Sharks have special electrical receptors – hundreds of tiny, dark pores called ‘ampullae of Lorenzini’ – which are filled with a conductive gel that transfers electrical impulses to a nerve end in each pore. Ordinary sharks have these all over the snout and lower jaw, forming a curious pattern of dark holes resembling a sparse five-o’clock shadow.

But hammerheads also have a mass of them across the underside of their oblong heads, which scan across the sandy sea-bottom like metal detectors, searching for prey animals that can’t be found in any other way – creatures such as stingrays and flatfish that bury themselves, lie still and usually have no appreciable scent.

The hammerheads are able to detect the slight direct currents caused by interaction between the bodies of their prey and the seawater and the even slighter alternating currents caused by muscle contractions around an animal’s heart. The eight species of hammerhead can sense it better than most other sharks, and the biggest of these, the great hammerhead, which measures up to 6m (20ft) long, may be able to sense it best of all.

Stickiest skin

NAMEholy-cross, crucifix or Catholic toad Notaden bennettiLOCATIONAustraliaABILITYproducing a super ‘superglue’

© Ken Griffiths/ANTphoto.com

Some of the world’s strangest creatures are found in Australia – a continent of extremes giving rise to extreme adaptations. The holy-cross toad lives where many other amphibians can’t: in hot, harsh areas inland, where droughts may last for several years. It uses its strong back legs to burrow down in the soil, where it sits out the heat of the day, and when drought sets in, it survives by digging a chamber a metre or so underground in which it aestivates (becomes dormant), emerging only when the rains return.

Like its close toad relatives, the holy-cross also has unique glands in its skin. If it is disturbed or distressed, these release a special secretion that turns into glue. The glue hardens in seconds and has a tensile strength five times that of other natural glues.
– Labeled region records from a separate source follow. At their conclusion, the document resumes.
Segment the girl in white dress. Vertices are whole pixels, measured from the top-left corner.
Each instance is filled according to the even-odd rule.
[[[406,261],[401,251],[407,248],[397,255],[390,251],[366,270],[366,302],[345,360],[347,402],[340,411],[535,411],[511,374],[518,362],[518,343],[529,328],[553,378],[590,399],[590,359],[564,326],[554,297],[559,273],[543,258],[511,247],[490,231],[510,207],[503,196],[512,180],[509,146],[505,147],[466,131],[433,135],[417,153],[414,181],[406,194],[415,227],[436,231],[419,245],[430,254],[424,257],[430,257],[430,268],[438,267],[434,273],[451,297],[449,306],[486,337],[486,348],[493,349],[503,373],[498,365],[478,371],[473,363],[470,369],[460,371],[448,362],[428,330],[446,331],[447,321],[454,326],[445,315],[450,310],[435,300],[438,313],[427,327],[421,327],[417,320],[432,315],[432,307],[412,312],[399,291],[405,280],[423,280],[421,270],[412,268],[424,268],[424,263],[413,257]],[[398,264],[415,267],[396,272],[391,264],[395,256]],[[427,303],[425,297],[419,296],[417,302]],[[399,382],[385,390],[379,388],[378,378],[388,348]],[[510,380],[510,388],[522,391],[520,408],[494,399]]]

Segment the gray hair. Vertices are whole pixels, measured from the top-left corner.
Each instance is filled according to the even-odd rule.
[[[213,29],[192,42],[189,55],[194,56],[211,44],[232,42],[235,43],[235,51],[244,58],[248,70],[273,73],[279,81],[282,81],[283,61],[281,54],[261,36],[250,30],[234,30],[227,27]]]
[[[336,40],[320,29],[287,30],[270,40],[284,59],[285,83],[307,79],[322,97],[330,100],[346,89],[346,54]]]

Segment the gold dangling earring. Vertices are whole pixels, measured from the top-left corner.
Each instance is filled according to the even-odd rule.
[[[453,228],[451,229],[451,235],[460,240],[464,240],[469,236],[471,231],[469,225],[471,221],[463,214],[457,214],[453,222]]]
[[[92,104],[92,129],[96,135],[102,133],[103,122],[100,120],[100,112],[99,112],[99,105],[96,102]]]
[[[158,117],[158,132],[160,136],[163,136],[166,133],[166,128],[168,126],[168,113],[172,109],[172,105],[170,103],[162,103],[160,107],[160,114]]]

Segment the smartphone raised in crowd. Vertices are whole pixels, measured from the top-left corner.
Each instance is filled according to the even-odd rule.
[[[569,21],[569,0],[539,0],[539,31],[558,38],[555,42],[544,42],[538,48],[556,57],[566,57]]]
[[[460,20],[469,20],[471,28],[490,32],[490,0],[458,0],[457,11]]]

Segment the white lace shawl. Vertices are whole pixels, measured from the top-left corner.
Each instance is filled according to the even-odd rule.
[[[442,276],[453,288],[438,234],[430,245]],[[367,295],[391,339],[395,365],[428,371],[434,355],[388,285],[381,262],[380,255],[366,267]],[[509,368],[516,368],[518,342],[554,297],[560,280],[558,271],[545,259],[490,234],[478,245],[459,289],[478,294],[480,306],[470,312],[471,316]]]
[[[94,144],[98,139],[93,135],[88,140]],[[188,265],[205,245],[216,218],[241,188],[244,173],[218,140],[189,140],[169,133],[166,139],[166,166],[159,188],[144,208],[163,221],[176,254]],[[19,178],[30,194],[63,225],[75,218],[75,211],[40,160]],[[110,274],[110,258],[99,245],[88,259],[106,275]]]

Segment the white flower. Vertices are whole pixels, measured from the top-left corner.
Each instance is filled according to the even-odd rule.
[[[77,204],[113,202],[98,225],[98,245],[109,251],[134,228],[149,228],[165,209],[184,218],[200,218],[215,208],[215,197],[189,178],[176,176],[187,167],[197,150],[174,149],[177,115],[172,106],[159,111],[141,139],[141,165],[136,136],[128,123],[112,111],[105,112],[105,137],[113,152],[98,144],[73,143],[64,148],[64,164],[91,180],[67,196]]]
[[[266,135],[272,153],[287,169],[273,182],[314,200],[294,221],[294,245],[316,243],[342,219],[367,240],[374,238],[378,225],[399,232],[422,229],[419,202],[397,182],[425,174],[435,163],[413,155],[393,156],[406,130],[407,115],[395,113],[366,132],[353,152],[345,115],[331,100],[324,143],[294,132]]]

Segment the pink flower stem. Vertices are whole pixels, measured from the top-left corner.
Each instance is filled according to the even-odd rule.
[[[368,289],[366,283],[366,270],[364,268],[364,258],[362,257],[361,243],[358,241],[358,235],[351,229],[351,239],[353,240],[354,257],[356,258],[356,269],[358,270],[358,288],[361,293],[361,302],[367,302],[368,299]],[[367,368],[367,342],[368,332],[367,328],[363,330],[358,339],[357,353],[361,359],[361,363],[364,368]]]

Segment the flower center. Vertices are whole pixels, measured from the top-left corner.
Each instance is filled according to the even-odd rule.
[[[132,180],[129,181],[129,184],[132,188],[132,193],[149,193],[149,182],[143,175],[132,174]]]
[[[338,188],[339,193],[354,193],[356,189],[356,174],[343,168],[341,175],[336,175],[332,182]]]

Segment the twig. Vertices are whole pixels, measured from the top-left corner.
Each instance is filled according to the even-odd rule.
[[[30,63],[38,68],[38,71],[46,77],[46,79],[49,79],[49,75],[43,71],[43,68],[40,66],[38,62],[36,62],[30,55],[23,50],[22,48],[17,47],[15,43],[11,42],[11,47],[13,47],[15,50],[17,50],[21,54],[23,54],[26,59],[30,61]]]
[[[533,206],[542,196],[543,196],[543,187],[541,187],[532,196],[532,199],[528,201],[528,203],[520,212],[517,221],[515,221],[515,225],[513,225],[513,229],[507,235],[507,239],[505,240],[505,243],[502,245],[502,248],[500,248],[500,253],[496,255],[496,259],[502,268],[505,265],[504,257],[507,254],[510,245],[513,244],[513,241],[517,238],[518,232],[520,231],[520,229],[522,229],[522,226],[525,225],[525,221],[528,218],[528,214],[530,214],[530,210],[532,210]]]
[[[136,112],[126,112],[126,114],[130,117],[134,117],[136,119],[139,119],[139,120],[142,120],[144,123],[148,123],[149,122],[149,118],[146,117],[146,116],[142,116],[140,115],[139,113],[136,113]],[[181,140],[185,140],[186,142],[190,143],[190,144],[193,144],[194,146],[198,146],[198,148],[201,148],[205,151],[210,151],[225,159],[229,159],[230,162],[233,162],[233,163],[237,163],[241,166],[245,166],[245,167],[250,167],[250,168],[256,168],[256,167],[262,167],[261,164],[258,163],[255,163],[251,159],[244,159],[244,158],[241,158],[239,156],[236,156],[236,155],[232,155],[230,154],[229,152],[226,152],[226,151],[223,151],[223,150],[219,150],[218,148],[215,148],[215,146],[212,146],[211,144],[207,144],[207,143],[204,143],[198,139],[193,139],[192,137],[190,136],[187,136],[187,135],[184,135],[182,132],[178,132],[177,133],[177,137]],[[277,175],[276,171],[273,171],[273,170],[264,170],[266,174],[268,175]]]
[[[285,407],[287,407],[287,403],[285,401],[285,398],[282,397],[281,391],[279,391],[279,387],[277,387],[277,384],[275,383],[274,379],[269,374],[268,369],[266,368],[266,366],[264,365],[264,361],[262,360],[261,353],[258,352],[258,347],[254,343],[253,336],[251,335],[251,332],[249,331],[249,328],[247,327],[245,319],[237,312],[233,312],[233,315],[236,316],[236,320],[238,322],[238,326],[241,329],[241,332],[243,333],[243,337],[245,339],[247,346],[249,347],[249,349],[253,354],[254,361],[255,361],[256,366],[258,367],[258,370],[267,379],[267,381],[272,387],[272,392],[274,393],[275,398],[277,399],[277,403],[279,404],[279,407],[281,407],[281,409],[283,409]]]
This is particularly useful should ants attack, as even the biggest immediately get stuck to the toad’s skin. And since, like all frogs and toads, it sheds its skin and eats it about once a week, the holy-cross toad has the pleasure of swallowing the ants that attack it.

Scientists in Australia are now trying to produce an artificial glue as good as the toad’s. Holy-cross toad glue will stick plastic, glass, cardboard and even metal together. More importantly, it can repair splits in cartilage and other body tissues and therefore might prove to be a miracle adhesive that will help surgeons repair the most difficult of injuries.

Deadliest plant

NAMEcastor bean Ricinus communisLOCATIONworldwide; origin unknown, but probably EthiopiaABILITYproducing the deadly poison ricin

© Haroldo Palo Jr/NHPA

The castor bean plant produces possibly the most deadly plant toxin, 6,000 times more deadly than cyanide, but it has also been known for thousands of years as a wonder plant. The secret and the poison both lie in the seed. More than 50 per cent of it comprises a rich oil, but to protect it from being eaten is ricin, a protein toxic to almost all animals (lesser quantities of ricin occur in the leaves). The poison, once ingested, inactivates the key protein-making elements of a cell without which it can’t maintain itself and dies.

For humans, death is prolonged, ending in convulsions and failure of the liver and other organs. There is no known antidote. The most usual cause of poisoning comes from accidentally eating seeds, but ricin can be administered in aerosol form, in food or water, or injected, as in the famous case of a dissident Bulgarian journalist. While waiting at a bus stop at Waterloo station in London, in 1978, Georgi Markov was murdered by being stabbed with an umbrella that injected a pellet containing ricin. Widely available and easily produced, ricin could be used for biological warfare.